Monday, December 21, 2020
Most companies make their money the right way – by making their customers happy. But there are always a few that find a way to make money off of angry customers. One famous example was a sunglasses company owner who determined in 2010 that negative reviews led to higher search rankings, and routinely threatened to hurt customers. (Google fixed the problem shortly after the story became public.)
Here’s another example. Lately, we’ve been talking more and more with extremely angry shop owners who are caught in “evergreen” website contracts – multi-year contracts that auto-renew forever, with only a short window before the auto-renewal period to cancel. Some owners never even signed the auto-renewal contract paperwork. When they asked for physical proof of the contract, they were emailed a document with a forgery of their signature. Others are given different auto-renewal dates on different phone calls.
The most shocking part of this scam is that these providers are multi-million dollar companies. Some of the shop owners caught in the scam have found success by contacting their state Attorney General’s office who has gotten back to them to let them know that the contract won’t hold weight in their state. But for good reason, many shop owners don’t want to fight against these giant companies that could drown a small shop in legal bills, or they just don’t have the time to take on one more thing. So for now the shop owners are resigned to paying to be held hostage by the shady website provider.
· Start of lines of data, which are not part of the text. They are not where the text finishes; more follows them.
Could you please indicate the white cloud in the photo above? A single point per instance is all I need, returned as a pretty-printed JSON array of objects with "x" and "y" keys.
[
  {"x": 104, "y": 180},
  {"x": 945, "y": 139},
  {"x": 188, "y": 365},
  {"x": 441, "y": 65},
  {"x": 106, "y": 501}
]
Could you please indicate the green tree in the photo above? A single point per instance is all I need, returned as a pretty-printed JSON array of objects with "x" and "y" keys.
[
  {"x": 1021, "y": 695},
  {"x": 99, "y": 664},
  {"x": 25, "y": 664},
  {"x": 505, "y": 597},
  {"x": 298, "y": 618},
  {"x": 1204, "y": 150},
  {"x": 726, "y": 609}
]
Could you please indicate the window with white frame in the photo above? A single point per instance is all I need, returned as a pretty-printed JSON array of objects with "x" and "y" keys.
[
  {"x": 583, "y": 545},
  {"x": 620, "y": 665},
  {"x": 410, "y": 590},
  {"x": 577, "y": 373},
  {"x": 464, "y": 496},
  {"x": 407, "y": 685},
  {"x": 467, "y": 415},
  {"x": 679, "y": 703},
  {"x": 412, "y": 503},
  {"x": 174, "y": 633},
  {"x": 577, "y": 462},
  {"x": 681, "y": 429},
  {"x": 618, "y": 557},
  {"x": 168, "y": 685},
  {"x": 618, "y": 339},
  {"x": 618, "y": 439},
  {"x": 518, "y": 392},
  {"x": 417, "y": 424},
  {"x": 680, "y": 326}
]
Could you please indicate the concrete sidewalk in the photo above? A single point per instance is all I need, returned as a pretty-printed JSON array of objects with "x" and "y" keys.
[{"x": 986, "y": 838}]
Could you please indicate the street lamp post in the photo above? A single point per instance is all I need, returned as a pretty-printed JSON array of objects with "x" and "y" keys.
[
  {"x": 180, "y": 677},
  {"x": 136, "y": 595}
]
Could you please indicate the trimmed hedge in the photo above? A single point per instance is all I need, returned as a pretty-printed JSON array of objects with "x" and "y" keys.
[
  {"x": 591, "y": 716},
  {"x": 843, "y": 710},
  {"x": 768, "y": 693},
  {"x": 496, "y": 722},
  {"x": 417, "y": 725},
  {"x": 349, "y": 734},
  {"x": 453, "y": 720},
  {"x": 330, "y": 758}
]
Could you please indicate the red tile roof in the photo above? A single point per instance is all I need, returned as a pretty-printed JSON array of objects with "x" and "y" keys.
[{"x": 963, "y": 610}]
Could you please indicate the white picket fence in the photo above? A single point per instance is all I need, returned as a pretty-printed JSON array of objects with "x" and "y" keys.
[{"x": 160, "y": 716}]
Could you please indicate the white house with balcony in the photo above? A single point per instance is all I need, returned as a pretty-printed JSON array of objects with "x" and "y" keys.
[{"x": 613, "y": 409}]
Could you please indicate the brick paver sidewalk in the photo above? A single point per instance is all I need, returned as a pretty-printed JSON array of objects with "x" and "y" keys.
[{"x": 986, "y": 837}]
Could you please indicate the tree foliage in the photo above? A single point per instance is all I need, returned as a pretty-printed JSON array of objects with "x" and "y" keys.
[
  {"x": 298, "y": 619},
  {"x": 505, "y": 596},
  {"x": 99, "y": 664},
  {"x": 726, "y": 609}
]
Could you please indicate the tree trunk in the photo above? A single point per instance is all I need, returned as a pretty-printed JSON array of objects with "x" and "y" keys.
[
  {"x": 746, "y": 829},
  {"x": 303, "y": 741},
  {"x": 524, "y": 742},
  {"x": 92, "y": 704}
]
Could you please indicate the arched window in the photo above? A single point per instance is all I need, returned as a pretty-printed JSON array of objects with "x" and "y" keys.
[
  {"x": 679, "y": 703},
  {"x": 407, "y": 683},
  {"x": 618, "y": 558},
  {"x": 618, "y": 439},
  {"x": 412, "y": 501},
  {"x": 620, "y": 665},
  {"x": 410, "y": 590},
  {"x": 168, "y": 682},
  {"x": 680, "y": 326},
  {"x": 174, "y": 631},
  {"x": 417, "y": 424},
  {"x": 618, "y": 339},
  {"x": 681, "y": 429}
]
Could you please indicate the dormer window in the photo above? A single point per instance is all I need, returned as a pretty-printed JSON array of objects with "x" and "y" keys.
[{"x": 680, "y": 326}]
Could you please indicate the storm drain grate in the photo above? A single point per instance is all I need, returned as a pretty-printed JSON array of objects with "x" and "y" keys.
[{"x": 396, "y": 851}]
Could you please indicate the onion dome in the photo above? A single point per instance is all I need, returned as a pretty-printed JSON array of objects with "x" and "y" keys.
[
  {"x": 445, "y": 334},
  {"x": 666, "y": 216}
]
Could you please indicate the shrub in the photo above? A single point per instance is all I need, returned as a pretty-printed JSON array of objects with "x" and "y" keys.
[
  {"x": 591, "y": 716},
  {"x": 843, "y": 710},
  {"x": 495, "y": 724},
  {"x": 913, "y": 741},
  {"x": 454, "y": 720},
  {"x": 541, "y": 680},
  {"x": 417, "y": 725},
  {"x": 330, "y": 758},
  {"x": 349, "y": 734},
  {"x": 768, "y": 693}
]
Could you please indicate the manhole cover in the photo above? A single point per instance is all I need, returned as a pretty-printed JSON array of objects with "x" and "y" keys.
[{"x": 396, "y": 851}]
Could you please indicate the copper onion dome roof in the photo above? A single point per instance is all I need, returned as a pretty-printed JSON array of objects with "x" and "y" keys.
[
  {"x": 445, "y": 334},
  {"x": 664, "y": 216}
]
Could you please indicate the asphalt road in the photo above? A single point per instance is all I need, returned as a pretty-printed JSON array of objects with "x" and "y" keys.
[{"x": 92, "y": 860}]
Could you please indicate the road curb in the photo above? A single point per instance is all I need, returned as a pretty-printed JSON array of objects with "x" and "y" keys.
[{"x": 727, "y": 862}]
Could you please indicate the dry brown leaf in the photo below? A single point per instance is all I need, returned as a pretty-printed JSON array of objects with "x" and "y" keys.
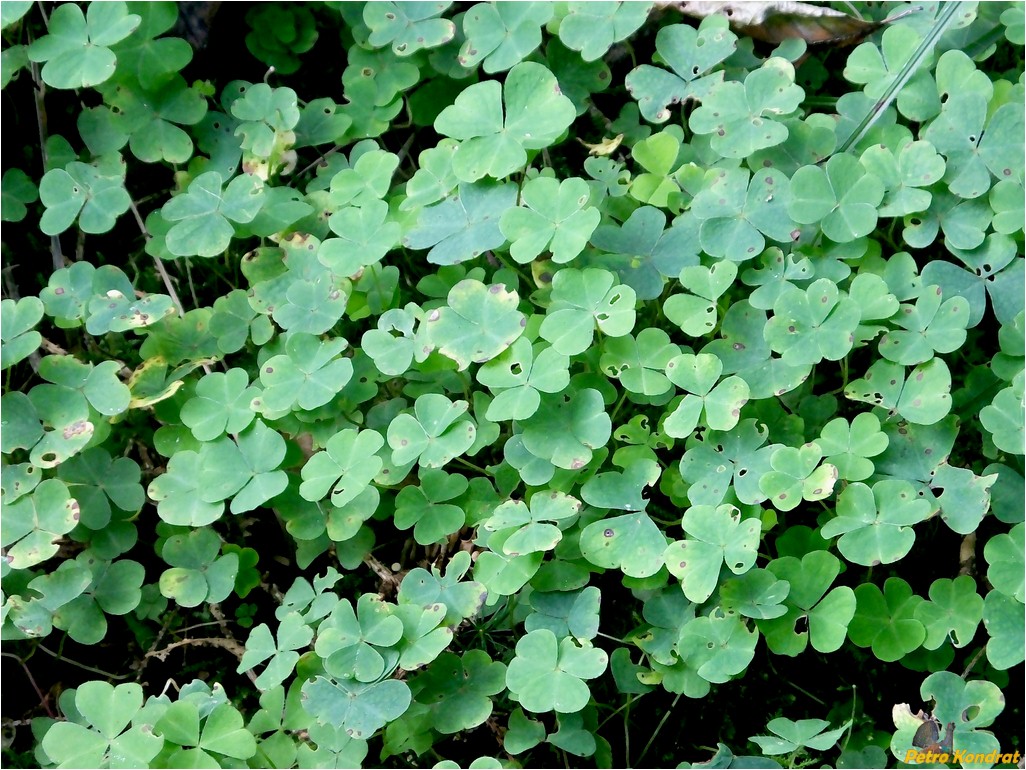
[{"x": 776, "y": 22}]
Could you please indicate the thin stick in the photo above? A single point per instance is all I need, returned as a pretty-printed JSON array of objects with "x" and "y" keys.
[
  {"x": 83, "y": 666},
  {"x": 42, "y": 698},
  {"x": 658, "y": 728}
]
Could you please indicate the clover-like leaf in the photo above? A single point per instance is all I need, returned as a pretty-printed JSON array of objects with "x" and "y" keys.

If you are currently looking for a website provider, or will be soon – ask every provider you talk to if they have an evergreen contract. If they say they do, you should think twice about doing business with them. If you want to proceed, make sure you have a copy of the contract and understand the details of when and how it renews, including if you will be subject to price increases. You may also want to put a reminder on your calendar 45 days before the contract will automatically renew to review how happy you are with your website provider so that you ensure you give yourself a chance to make a change in the window in which you can tell them that you aren’t renewing.
If you are uncertain if you are locked in a contract with your current website provider – contact them to ask. You may be as happy as can be right now, but it’s going to be to your benefit to understand the specific provisions of the contract and when your mandatory annual renewal date is. If you decide you want to review your happiness level with their service before your next renewal, you will now know when your window will be for doing so. Don’t be surprised if they stonewall you or take a while to reply to your requests for the contract. We’ve seen that happen especially when the renewal date is closing in.
If you are a hostage in an evergreen contract with an expiration date a long ways out – you do have options. We certainly can’t give legal advice, but as we mentioned above we’ve heard from shop owners who have been successful by sharing the contract with their state’s Attorney General’s office. If you have a lawyer friend, ask them to take a look at it. Some states have laws against evergreen contracts in certain industries or require the provider to notify the customer when the contract is set for renewal. Some shop owners have just stood up against the bullying of the larger company and told them they were done and moved on without paying another cent. And remember, with things like Google Reviews, Yelp, the Better Business Bureau, Facebook, etc. you have a forum to voice your displeasure. By using those opportunities, you can build leverage to get the result you are looking for.
In the website business, it takes time for customers to become profitable. But we can’t imagine forcing unhappy customers to stay with us. It’s not good for business, and it’s certainly not good for employee morale. Just imagine what these companies’ customer “service” teams have to deal with each day. We bill in 90-day increments, and we don’t do long-term contracts. You can call to cancel anytime.
Stay safe – and be careful who you do business with!